Nel 1998, il Giappone era immerso in una crisi economica profonda e inquietante, che sembrava minacciare di sommergere il paese nell’oscurità. In questo contesto di instabilità e paura, un progetto inquietante prese forma sotto la direzione di Toshio Tsuchiya, un produttore e regista noto per il suo approccio audace e spesso controverso. Tsuchiya concepì un esperimento televisivo che avrebbe sfidato ogni limite dell’immaginazione e della moralità, una fusione di voyeurismo e crudeltà che rasentava il sadismo.

Il protagonista di questo esperimento era Tomoaki Hamatsu, un giovane comico di ventidue anni con sogni di successo nel mondo dello spettacolo. Ignaro del destino che lo attendeva, Hamatsu si presentò a un provino convinto di poter lanciare la sua carriera. Ma Tsuchiya, con un piano diabolico in mente, decise di trasformare la vita di Hamatsu in un incubo vivente. Dopo averlo bendato e trasportato in un minuscolo appartamento di Tokyo, lo stesso divenne il suo palco di sofferenza.

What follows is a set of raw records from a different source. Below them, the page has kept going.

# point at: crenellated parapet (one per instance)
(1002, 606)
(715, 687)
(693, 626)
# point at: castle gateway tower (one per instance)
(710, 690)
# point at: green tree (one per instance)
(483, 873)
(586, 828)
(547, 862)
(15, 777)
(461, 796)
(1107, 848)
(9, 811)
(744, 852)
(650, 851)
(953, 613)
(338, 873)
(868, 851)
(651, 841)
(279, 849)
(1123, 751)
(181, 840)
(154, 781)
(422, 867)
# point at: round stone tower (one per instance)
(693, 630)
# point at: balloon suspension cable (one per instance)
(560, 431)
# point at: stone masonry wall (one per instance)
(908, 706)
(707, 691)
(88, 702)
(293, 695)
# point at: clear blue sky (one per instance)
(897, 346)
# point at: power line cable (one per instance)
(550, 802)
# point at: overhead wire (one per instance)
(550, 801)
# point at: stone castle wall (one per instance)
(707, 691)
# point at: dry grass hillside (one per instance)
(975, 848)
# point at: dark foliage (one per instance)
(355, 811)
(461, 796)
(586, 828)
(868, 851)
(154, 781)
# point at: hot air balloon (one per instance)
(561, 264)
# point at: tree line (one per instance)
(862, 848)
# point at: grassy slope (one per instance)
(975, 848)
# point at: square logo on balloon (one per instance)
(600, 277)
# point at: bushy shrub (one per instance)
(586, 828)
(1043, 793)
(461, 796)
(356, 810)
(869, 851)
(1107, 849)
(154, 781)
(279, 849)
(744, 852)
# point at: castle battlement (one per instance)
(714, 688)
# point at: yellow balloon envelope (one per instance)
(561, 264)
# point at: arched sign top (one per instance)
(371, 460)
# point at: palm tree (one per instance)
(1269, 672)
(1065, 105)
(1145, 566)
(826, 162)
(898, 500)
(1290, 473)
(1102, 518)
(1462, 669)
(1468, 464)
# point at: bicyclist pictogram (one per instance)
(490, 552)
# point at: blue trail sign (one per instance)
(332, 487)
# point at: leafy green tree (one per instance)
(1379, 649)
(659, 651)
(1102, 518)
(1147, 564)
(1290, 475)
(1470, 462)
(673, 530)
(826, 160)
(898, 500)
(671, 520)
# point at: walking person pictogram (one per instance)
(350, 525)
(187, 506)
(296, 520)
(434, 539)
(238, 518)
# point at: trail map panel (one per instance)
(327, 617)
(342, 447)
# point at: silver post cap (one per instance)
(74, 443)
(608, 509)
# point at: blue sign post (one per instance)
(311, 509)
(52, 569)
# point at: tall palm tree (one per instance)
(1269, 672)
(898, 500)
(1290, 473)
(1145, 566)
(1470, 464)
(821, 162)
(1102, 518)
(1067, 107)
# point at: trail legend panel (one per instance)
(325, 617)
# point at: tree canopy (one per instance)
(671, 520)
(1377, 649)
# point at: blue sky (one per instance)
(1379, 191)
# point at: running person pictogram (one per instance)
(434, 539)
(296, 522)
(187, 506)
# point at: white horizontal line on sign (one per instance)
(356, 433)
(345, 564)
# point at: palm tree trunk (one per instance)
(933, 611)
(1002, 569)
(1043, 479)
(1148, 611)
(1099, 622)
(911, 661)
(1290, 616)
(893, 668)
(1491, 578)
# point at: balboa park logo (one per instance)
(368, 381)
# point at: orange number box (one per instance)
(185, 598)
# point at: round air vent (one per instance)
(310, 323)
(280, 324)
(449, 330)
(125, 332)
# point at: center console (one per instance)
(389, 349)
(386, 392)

Quella stanza spartana, dotata solo di un tavolo, un giaciglio e uno scaffale di riviste, si rivelò ben presto una prigione. Una telecamera, fissata in un angolo, riprendeva ogni movimento e respiro di Hamatsu 24 ore su 24, mentre il pubblico di Nippon TV seguiva ogni minuto della sua agonia. Il programma, chiamato Susunu! Denpa Shōnen, era un mix pericoloso di intrattenimento e crudeltà: Hamatsu doveva procurarsi cibo, vestiti e altri beni necessari partecipando a concorsi pubblicati su riviste, con un premio finale di un milione di yen (circa 8.000 dollari di allora). Mentre i mesi passavano, Hamatsu rimase intrappolato nella sua stanza, senza alcun aiuto esterno, nudo e completamente dipendente dalla sua fortuna nei concorsi. La sua esistenza era segnata da privazioni estreme. A volte passava giorni senza cibo e, quando riusciva a vincere qualcosa, le difficoltà non finivano mai: un barattolo di spaghetti senza apriscatole, riso senza pentola, e infine cibo per cani. Per alleviare la solitudine, parlava a un pupazzo, la sua unica compagnia in un ambiente che era diventato un purgatorio personale.

L’isolamento e la privazione portarono Hamatsu a una crisi mentale profonda. Sebbene la porta della stanza non fosse chiusa a chiave, il suo stato psicologico lo convinceva che rimanere fosse la scelta più sicura. La vera prigione era nella sua mente, un’illusione di protezione che lo teneva incatenato. La forza interiore che cercava di dimostrare divenne una tortura psicologica. Dal punto di vista di Tsuchiya, l’aspetto umano della sofferenza di Hamatsu non aveva alcun valore. Il suo obiettivo era creare qualcosa di “eccezionale” e “incredibile”, usando Hamatsu come mero pezzo di carne da esibire. L’individuo non contava, era solo un mezzo per esplorare e catturare l’aspetto più estremo dell’umanità.

Nonostante la natura sadica del programma, Susunu! Denpa Shōnen batté tutti i record di ascolto, attirando 17 milioni di spettatori giapponesi la domenica sera. I diari di Nasubi, il soprannome che Hamatsu ricevette, divennero bestseller, e nel 2020, Hamatsu dichiarò che “ogni giorno era un inferno” e avrebbe preferito morire piuttosto che rivivere quell’esperienza. Nel 1998, tra le ombre di Tokyo e l’indifferenza generale, Nasubi divenne un inquietante simbolo di quanto lontano possa spingersi l’umanità in nome del sensazionalismo e del successo. La storia di Hamatsu rimane un monito sinistro sull’oscurità che può celarsi dietro le luci della ribalta e sui limiti della decenza nel mondo del reality.